HONOLULU — The new commander of the U.S. Pacific Fleet, Adm. Gary Roughhead, an interested onlooker of the joint Chinese-Russian military maneuvers during the past eight days, has posed a critical question about the rapidly modernizing Chinese navy: “What do [the Chinese] see as the intended use of that navy?

“Clearly, the Chinese are developing a very capable modern military, especially the navy,” Adm. Roughead said in an interview at his Pearl Harbor headquarters.

If that navy “is to ensure the free flow of commerce, that would not be surprising,” he said, nodding toward the sea lanes in the South China and East China seas through which pass the oil and raw materials that feed China’s expanding economy, not to mention its soaring exports.

The admiral added, however: “What if the intent is not purely to defend the sea lanes?” He left the question open.

Adm.
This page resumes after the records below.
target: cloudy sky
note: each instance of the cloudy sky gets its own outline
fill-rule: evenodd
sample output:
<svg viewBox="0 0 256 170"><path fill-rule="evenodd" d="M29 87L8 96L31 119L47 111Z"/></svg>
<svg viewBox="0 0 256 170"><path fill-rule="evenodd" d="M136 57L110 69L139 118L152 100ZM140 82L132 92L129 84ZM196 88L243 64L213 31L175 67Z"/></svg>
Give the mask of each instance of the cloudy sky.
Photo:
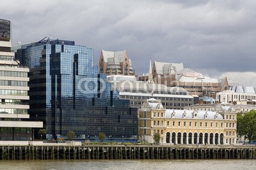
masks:
<svg viewBox="0 0 256 170"><path fill-rule="evenodd" d="M94 49L126 49L138 74L153 60L183 62L256 87L255 0L6 0L13 45L45 36Z"/></svg>

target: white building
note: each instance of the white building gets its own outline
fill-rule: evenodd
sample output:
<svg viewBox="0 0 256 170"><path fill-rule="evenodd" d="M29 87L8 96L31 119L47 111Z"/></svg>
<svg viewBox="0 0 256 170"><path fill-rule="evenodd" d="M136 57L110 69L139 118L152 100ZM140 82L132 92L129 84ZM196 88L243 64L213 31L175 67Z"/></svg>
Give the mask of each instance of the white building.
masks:
<svg viewBox="0 0 256 170"><path fill-rule="evenodd" d="M149 73L151 69L150 62ZM147 81L136 81L132 76L111 75L107 76L107 80L112 84L113 90L119 92L119 98L129 99L133 107L139 108L152 96L168 109L180 110L194 104L194 97L183 88L157 84L153 81L152 74L149 77Z"/></svg>
<svg viewBox="0 0 256 170"><path fill-rule="evenodd" d="M237 104L256 103L256 93L253 87L232 86L229 90L217 93L216 101L218 103L231 103Z"/></svg>
<svg viewBox="0 0 256 170"><path fill-rule="evenodd" d="M31 140L33 127L43 127L29 118L29 69L19 66L11 52L11 22L0 19L0 140Z"/></svg>

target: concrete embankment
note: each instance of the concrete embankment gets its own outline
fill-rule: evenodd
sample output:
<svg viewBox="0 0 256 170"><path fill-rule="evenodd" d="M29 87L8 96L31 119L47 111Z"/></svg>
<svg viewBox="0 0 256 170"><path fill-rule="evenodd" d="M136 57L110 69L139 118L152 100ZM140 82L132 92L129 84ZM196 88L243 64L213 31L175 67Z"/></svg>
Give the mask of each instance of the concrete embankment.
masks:
<svg viewBox="0 0 256 170"><path fill-rule="evenodd" d="M79 145L0 146L0 160L256 159L256 146Z"/></svg>

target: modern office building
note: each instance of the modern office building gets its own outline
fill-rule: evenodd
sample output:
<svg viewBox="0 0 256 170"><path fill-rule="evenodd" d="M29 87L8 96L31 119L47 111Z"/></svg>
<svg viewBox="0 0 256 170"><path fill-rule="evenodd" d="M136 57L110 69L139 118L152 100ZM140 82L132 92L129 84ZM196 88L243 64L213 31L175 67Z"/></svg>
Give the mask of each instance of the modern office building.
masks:
<svg viewBox="0 0 256 170"><path fill-rule="evenodd" d="M108 75L135 75L126 50L120 52L101 50L99 59L100 73Z"/></svg>
<svg viewBox="0 0 256 170"><path fill-rule="evenodd" d="M200 110L166 110L154 98L145 102L138 110L141 141L154 143L155 133L160 143L236 144L236 113Z"/></svg>
<svg viewBox="0 0 256 170"><path fill-rule="evenodd" d="M189 95L215 98L217 92L228 89L227 78L218 80L197 73L183 63L166 63L154 61L152 72L153 80L168 87L182 87ZM140 76L139 80L147 81L148 75Z"/></svg>
<svg viewBox="0 0 256 170"><path fill-rule="evenodd" d="M111 91L106 75L93 66L93 50L74 41L44 39L22 45L16 57L29 66L29 114L44 122L47 138L124 136L136 139L137 108ZM75 136L75 137L76 137Z"/></svg>
<svg viewBox="0 0 256 170"><path fill-rule="evenodd" d="M149 69L152 69L150 64ZM119 92L119 98L129 99L132 107L140 108L152 96L160 100L167 109L181 110L196 101L183 88L155 83L151 74L147 81L136 81L133 76L122 75L108 76L107 80L112 84L113 90Z"/></svg>
<svg viewBox="0 0 256 170"><path fill-rule="evenodd" d="M229 90L217 93L216 101L237 104L256 104L256 92L253 87L235 85Z"/></svg>
<svg viewBox="0 0 256 170"><path fill-rule="evenodd" d="M28 67L21 67L11 52L12 24L0 19L0 141L32 140L40 122L29 122L29 78Z"/></svg>

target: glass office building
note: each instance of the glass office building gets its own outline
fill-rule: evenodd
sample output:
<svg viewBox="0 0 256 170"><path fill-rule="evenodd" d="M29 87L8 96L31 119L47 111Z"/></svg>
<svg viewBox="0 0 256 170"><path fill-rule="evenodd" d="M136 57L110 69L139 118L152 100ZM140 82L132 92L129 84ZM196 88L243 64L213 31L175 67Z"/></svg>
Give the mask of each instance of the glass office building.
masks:
<svg viewBox="0 0 256 170"><path fill-rule="evenodd" d="M136 139L137 108L111 90L106 76L93 65L93 50L74 41L44 39L21 46L16 58L30 68L30 109L42 120L47 138ZM124 137L123 137L124 136Z"/></svg>

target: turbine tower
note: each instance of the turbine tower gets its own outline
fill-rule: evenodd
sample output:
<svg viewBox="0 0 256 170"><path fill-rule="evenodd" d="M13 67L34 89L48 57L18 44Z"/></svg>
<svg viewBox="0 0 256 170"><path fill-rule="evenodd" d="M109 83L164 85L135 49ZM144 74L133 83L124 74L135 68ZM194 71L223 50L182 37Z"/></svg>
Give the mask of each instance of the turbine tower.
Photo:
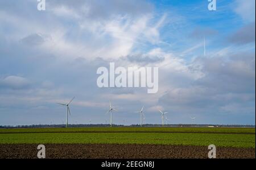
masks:
<svg viewBox="0 0 256 170"><path fill-rule="evenodd" d="M139 113L141 114L141 127L142 127L142 117L144 115L143 111L144 109L144 106L142 107L141 111L138 111L137 113Z"/></svg>
<svg viewBox="0 0 256 170"><path fill-rule="evenodd" d="M163 112L159 110L160 113L162 114L162 121L163 123L163 127L164 126L164 114L168 113L168 112Z"/></svg>
<svg viewBox="0 0 256 170"><path fill-rule="evenodd" d="M205 49L205 36L204 36L204 55L206 55L206 49Z"/></svg>
<svg viewBox="0 0 256 170"><path fill-rule="evenodd" d="M106 112L106 113L110 112L110 127L112 127L112 113L113 111L117 111L117 110L113 108L112 105L111 105L111 101L109 101L109 107L110 109L109 111Z"/></svg>
<svg viewBox="0 0 256 170"><path fill-rule="evenodd" d="M71 102L74 99L74 98L75 98L75 97L73 97L73 98L70 101L70 102L68 104L63 104L63 103L57 103L59 105L67 106L66 127L68 127L68 113L69 113L69 115L71 115L71 113L70 113L70 109L69 109L69 105L71 103Z"/></svg>

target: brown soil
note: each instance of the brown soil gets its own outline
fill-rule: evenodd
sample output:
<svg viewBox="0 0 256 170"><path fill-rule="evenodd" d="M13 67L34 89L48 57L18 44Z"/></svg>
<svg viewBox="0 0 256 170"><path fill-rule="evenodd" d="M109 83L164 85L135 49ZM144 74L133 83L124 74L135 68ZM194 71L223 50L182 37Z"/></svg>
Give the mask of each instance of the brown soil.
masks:
<svg viewBox="0 0 256 170"><path fill-rule="evenodd" d="M152 144L45 145L46 158L208 158L207 146ZM37 144L0 144L0 158L36 159ZM254 158L255 149L217 147L217 158Z"/></svg>

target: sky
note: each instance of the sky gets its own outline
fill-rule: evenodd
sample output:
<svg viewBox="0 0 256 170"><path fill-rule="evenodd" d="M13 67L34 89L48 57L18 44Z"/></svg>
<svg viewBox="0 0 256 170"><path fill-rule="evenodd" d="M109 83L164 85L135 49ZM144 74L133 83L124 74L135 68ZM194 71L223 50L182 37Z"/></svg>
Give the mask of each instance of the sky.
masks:
<svg viewBox="0 0 256 170"><path fill-rule="evenodd" d="M0 0L0 125L255 125L255 1ZM204 38L206 55L204 55ZM159 68L159 90L98 88L99 67ZM196 119L192 119L191 117Z"/></svg>

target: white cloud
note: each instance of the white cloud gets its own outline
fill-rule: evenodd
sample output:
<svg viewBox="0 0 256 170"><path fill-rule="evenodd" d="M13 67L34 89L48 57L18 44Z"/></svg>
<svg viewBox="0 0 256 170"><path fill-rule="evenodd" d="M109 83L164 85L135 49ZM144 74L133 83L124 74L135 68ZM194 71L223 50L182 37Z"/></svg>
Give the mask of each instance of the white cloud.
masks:
<svg viewBox="0 0 256 170"><path fill-rule="evenodd" d="M9 76L2 80L0 79L0 86L11 89L24 89L30 85L30 81L26 78Z"/></svg>
<svg viewBox="0 0 256 170"><path fill-rule="evenodd" d="M255 21L255 1L236 0L235 11L247 22Z"/></svg>

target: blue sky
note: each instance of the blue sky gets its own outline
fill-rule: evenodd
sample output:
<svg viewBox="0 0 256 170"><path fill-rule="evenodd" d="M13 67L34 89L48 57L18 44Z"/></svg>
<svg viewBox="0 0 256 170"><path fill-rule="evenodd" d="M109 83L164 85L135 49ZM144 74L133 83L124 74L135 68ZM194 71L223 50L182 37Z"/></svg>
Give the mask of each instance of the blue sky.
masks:
<svg viewBox="0 0 256 170"><path fill-rule="evenodd" d="M0 125L255 125L255 1L0 0ZM206 55L204 56L204 36ZM99 88L110 62L158 67L159 91ZM196 117L192 120L190 117Z"/></svg>

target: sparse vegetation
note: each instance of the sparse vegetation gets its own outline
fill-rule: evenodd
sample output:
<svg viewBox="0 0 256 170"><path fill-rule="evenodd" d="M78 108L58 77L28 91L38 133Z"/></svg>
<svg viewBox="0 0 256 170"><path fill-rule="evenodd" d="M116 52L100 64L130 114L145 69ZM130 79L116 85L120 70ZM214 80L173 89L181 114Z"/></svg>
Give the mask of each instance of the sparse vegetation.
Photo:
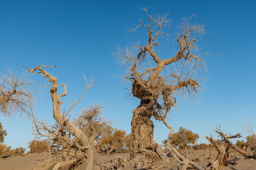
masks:
<svg viewBox="0 0 256 170"><path fill-rule="evenodd" d="M180 149L185 149L188 144L196 144L198 138L198 134L180 127L178 132L171 136L170 144Z"/></svg>
<svg viewBox="0 0 256 170"><path fill-rule="evenodd" d="M0 144L4 142L4 137L7 135L7 132L4 130L3 125L0 123Z"/></svg>
<svg viewBox="0 0 256 170"><path fill-rule="evenodd" d="M28 143L29 153L41 153L49 152L48 142L46 140L33 140Z"/></svg>

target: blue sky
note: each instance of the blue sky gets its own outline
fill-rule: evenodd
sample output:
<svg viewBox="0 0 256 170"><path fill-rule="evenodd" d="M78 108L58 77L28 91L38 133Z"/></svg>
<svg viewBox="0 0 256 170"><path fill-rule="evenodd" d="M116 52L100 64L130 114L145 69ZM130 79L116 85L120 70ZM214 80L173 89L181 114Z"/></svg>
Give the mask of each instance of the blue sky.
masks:
<svg viewBox="0 0 256 170"><path fill-rule="evenodd" d="M139 101L129 96L120 76L125 70L112 55L117 46L146 40L145 30L127 33L127 28L146 19L139 6L150 7L152 15L168 13L171 38L183 16L193 13L195 23L206 26L206 34L198 42L207 57L207 81L194 102L181 101L168 119L176 131L178 127L199 134L199 142L214 134L218 125L223 131L247 136L250 123L256 131L256 2L255 1L0 1L0 74L6 66L22 74L21 64L33 68L56 65L47 70L68 86L63 98L68 108L85 89L84 74L96 81L73 109L72 115L93 103L104 106L103 116L113 126L130 132L132 110ZM172 36L173 35L173 36ZM172 44L161 40L161 56L171 57ZM175 49L175 48L174 48ZM36 86L47 82L40 75L29 76ZM34 112L53 123L49 89L41 87ZM5 144L27 147L33 139L31 123L18 113L0 116L7 130ZM168 129L154 120L154 139L161 142ZM213 135L216 137L216 135Z"/></svg>

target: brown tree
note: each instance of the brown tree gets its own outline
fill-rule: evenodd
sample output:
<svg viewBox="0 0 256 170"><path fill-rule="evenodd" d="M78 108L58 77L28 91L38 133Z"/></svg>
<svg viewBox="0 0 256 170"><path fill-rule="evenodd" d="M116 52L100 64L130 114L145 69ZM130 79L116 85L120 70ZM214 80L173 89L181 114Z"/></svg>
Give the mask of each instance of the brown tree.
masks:
<svg viewBox="0 0 256 170"><path fill-rule="evenodd" d="M31 106L30 105L30 106L38 135L51 137L51 142L55 144L55 150L60 151L62 153L60 157L62 160L58 160L58 164L55 164L53 170L58 170L64 167L74 169L85 160L86 169L93 169L93 152L87 137L66 117L82 97L86 90L91 87L92 84L91 84L89 86L86 84L86 89L81 98L68 111L62 113L60 106L63 102L60 101L60 98L68 94L67 87L65 84L58 84L58 78L46 72L44 69L46 67L56 67L38 66L34 69L25 68L31 74L40 74L43 77L46 78L48 81L46 86L52 84L50 94L53 101L53 116L56 121L56 124L50 129L44 123L39 122L34 117ZM64 87L64 91L62 94L58 93L58 87L60 86ZM43 135L40 130L48 132L48 134ZM70 135L74 137L73 139L70 137ZM57 157L55 157L57 158Z"/></svg>
<svg viewBox="0 0 256 170"><path fill-rule="evenodd" d="M193 96L198 90L196 79L198 68L203 69L203 54L197 55L196 36L203 34L204 27L189 23L184 18L179 26L177 35L178 50L171 57L161 57L156 48L159 47L159 38L167 35L164 29L169 26L167 15L153 17L144 8L148 22L137 26L146 29L147 43L142 46L118 48L116 55L119 64L129 73L124 76L132 84L133 96L140 99L139 106L133 111L131 130L131 156L146 149L153 142L154 124L151 120L166 121L167 115L176 104L177 96ZM205 54L205 53L204 53Z"/></svg>

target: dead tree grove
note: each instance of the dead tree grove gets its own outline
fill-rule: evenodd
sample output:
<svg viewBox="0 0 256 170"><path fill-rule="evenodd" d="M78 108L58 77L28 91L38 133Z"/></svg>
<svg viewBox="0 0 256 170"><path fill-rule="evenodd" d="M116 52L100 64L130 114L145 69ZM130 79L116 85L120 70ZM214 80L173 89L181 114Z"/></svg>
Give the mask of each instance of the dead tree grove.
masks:
<svg viewBox="0 0 256 170"><path fill-rule="evenodd" d="M196 37L203 34L204 27L189 23L183 18L177 35L178 50L171 57L161 57L155 47L159 47L159 38L167 34L164 29L170 24L167 15L153 17L144 8L147 23L142 27L148 35L147 43L117 48L115 53L119 64L128 70L125 79L132 84L132 94L140 99L139 106L133 111L130 153L134 157L140 149L146 149L153 142L154 124L151 118L162 121L169 128L166 118L176 104L177 96L193 96L198 91L198 71L203 70L205 54L196 54ZM203 66L203 67L202 67Z"/></svg>
<svg viewBox="0 0 256 170"><path fill-rule="evenodd" d="M86 162L86 169L93 169L93 151L87 137L66 117L71 109L82 97L86 89L91 87L92 84L89 86L87 85L86 89L81 98L68 111L62 113L60 106L63 102L60 101L60 98L68 94L67 87L65 84L58 84L58 78L52 76L44 69L47 67L55 67L51 66L38 66L34 69L25 67L31 74L40 74L43 77L46 78L48 81L48 84L46 86L52 84L50 93L53 101L53 116L56 121L56 124L52 126L52 128L50 128L43 122L38 121L34 117L31 108L32 106L30 106L37 135L50 138L51 143L53 145L55 144L55 149L58 151L57 152L61 152L62 153L60 157L62 160L57 160L58 162L54 166L53 170L58 170L64 167L69 167L70 169L70 169L73 169L73 168L77 167L83 162ZM60 86L64 88L64 91L62 94L58 93ZM45 130L46 134L42 134L41 132L42 130ZM70 135L73 136L73 138L70 137Z"/></svg>

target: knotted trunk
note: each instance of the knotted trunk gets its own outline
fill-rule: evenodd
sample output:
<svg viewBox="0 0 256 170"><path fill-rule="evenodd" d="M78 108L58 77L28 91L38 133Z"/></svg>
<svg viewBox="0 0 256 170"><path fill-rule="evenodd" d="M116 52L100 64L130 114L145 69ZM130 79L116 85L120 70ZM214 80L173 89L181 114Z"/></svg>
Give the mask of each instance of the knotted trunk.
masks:
<svg viewBox="0 0 256 170"><path fill-rule="evenodd" d="M154 125L151 110L146 101L142 101L134 111L132 120L130 154L133 158L140 152L139 149L146 149L153 142Z"/></svg>

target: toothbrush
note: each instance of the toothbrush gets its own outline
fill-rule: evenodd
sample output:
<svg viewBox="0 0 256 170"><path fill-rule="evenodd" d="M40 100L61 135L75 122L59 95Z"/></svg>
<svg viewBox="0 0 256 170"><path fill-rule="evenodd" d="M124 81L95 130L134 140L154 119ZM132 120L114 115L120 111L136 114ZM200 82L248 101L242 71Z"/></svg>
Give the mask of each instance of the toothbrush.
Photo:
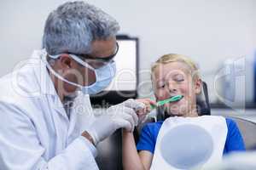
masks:
<svg viewBox="0 0 256 170"><path fill-rule="evenodd" d="M173 96L173 97L172 97L170 99L158 101L156 103L156 105L151 105L151 109L154 109L155 107L159 107L159 106L163 105L165 105L166 103L172 103L172 102L175 102L175 101L179 101L183 98L183 95L176 95L176 96Z"/></svg>

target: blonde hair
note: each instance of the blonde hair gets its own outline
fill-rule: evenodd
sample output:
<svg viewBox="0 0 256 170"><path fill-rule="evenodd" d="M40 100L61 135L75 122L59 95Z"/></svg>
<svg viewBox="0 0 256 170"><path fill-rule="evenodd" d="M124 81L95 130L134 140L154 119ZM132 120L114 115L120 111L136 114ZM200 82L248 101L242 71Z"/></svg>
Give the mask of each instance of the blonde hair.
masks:
<svg viewBox="0 0 256 170"><path fill-rule="evenodd" d="M199 69L196 64L189 57L183 54L168 54L161 56L151 66L151 74L153 74L155 68L160 65L168 64L172 62L184 63L187 66L189 66L189 70L191 71L191 73L193 74L193 78L201 77L199 74Z"/></svg>

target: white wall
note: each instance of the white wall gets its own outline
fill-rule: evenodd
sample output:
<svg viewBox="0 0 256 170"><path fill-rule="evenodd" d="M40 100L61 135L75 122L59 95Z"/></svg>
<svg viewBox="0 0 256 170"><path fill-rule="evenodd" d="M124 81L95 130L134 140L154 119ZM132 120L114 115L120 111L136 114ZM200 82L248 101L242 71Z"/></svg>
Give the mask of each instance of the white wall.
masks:
<svg viewBox="0 0 256 170"><path fill-rule="evenodd" d="M44 20L61 0L5 0L0 2L0 75L11 71L32 49L39 48ZM148 70L167 53L191 56L201 65L210 88L219 64L240 57L256 47L254 0L89 0L115 17L120 33L140 38L140 70ZM250 72L251 71L249 71ZM140 82L149 74L140 74ZM252 81L247 86L252 94ZM141 94L148 93L144 86Z"/></svg>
Roughead said his command had been watching the maneuvers centered in China on the Shandong Peninsula across the Yellow Sea from the Korean Peninsula.

He was keenly interested in learning what ships and aircraft the Chinese and Russians had sent into the war games, how they operated together, and how they integrated their commands and communications.

The exercise marked another step in a gradual Sino-Russian reconciliation after decades of rivalry during the days of the Soviet Union.

It appeared to have had three purposes: Put the United States on notice that it has military competitors in the Western Pacific; show the Taiwanese once again that China would use force if that island nation declared formal independence; and market more Russian weapons to China, which already has bought Russian warships and aircraft.

The U.S. Pacific Fleet was not invited to send observers to the maneuvers, nor would Adm. Roughead or any other officer discuss ways in which intelligence was being gathered.

It would have been normal practice, however, for U.S. forces to have been watching and listening closely, using U.S. submarines, reconnaissance aircraft and surveillance satellites.

Adm. Roughead, who took command of the Pacific Fleet’s 200 warships, 1,400 aircraft, and 190,000 sailors and Marines on July 8, said he would not drastically change course from that set by his predecessor, Adm. Walter F. Doran.

“When you come on watch,” Adm. Roughead said, “normally you don’t try to trim the sails right away.”

Much of his attention will be directed to continuing the transformation of the armed forces as ordered by Defense Secretary Donald H. Rumsfeld.

In the Pacific and Asia, that objective is adding to Navy responsibilities as the United States plans to depend on sea power and air power rather than ground forces in most contingencies.

On the dispute over Taiwan, for instance, the United States would rely on ships and planes to help defend Taiwan if China sought to enforce its claim of sovereignty with an assault, and if President Bush decided it would be in the U.S.’s interest to resist.

Adm. Roughead said he planned to invite more Asian and Pacific navies to take part in multilateral exercises, in contrast to bilateral drills.

To increase their ability to operate together, he would like to persuade allied navies to codify their procedures.

That would be true not only with blue-water navies, such as those of Japan, Australia and India, but also with the smaller navies of Southeast Asia fighting pirates that prey on merchant ships in those constricted waters.

The admiral stressed, however, that he would seek informal arrangements, not another NATO one.

The need for codified procedures is also needed within the U.S. Navy, Adm. Roughead said.

Not many years ago, the United States really had two navies, the Atlantic and the Pacific, each with its own way of operating. With a smaller Navy today, ships could be deployed from one fleet to another and must be able to fit in to a new assignment seamlessly.

With an eye toward China’s expanding submarine force, Adm. Roughead emphasized anti-submarine warfare.

The Navy relies on submarines, said to be the best weapon against other submarines, and surface ships equipped with sonar and torpedoes. It also depends on new anti-submarine missiles and low-flying aircraft such as the PA-C Orion laden with detection devices and weapons.

“This is an area that we want to be able to dominate,” the admiral said.